Smart Concurrency#

Oban Pro extends queue configuration with global concurrency to limit jobs across all nodes, rate limiting to control jobs per time window, and partitioning to apply limits per worker, argument, or metadata value.

Global Concurrency#

Global concurrency limits the number of concurrent jobs that run across all nodes.

Typically the global concurrency limit is local_limit * num_nodes. For example, with three nodes and a local limit of 10, you’ll have a global limit of 30.

The only way to guarantee that all connected nodes will run exactly one job concurrently is to set global_limit = 1. Note that even a single node with limit = 1 may run more than one job during rolling or blue-green deploys when multiple instances briefly overlap.

Here are some examples:

# Execute 10 jobs concurrently across all nodes, with up to 10 on a single node
[queues.my_queue]
limit = 10
global_limit = 10

# Execute 10 jobs concurrently, but only 3 jobs on a single node
[queues.my_queue]
limit = 3
global_limit = 10

# Execute at most 1 job concurrently
[queues.my_queue]
limit = 1
global_limit = 1

Or programmatically in embedded mode:

queues = {"my_queue": {"limit": 3, "global_limit": 10}}

In this configuration each node can run up to 10 jobs locally, but across all nodes, only 5 jobs will run at once.

Rate Limiting#

Rate limiting controls the number of jobs that execute globally within a period of time. The limit is calculated using tracking data from all other nodes in the cluster. Then, job fetching is limited uses a sliding window over the configured period.
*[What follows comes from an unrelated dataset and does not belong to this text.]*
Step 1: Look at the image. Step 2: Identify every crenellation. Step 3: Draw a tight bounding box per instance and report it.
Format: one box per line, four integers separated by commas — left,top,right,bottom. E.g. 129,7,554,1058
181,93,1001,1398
Every job execution counts toward the rate limit, regardless of whether the job completes, errors, snoozes, etc.

The period is specified in seconds:

  • period = 30 — 30 seconds

  • period = 60 — 1 minute

  • period = 3600 — 1 hour

Here are a few examples:

# Execute at most 60 jobs per minute, up to 10 locally
[queues.my_queue]
limit = 10
rate_limit = { allowed = 60, period = 60 }

# Execute at most 10 jobs per 30 seconds, up to 5 locally
[queues.my_queue]
limit = 5
rate_limit = { allowed = 10, period = 30 }

# Execute at most 1000 jobs per hour, up to 20 locally
[queues.my_queue]
limit = 20
rate_limit = { allowed = 1000, period = 3600 }

Or programmatically in embedded mode, where period can also be a timedelta:

from datetime import timedelta

queues = {"my_queue": {"limit": 10, "rate_limit": {"allowed": 60, "period": timedelta(minutes=1)}}}

The limit determines how many jobs can run on a single node and must always be set alongside rate_limit or global_limit.

Tip

Using larger time periods allows for smoother tracking of rate limits. For example, expressing “1 job per second” as “60 jobs per minute” provides the same throughput but reduces the granularity of tracking, resulting in more consistent job execution patterns.

Queue Partitioning#

In addition to global and rate limits at the queue level, you can partition a queue so that it’s treated as multiple queues where concurrency or rate limits apply separately to each partition.

Partitions are specified with fields like worker, args, or meta. When partitioning by args, or meta, choosing specific keys is required to keep partitioning meaningful. Focused partitioning minimizes the amount of data a queue needs to track and simplifies job-fetching queries.

Configuring Partitions#

The partition syntax is identical for global and rate limits.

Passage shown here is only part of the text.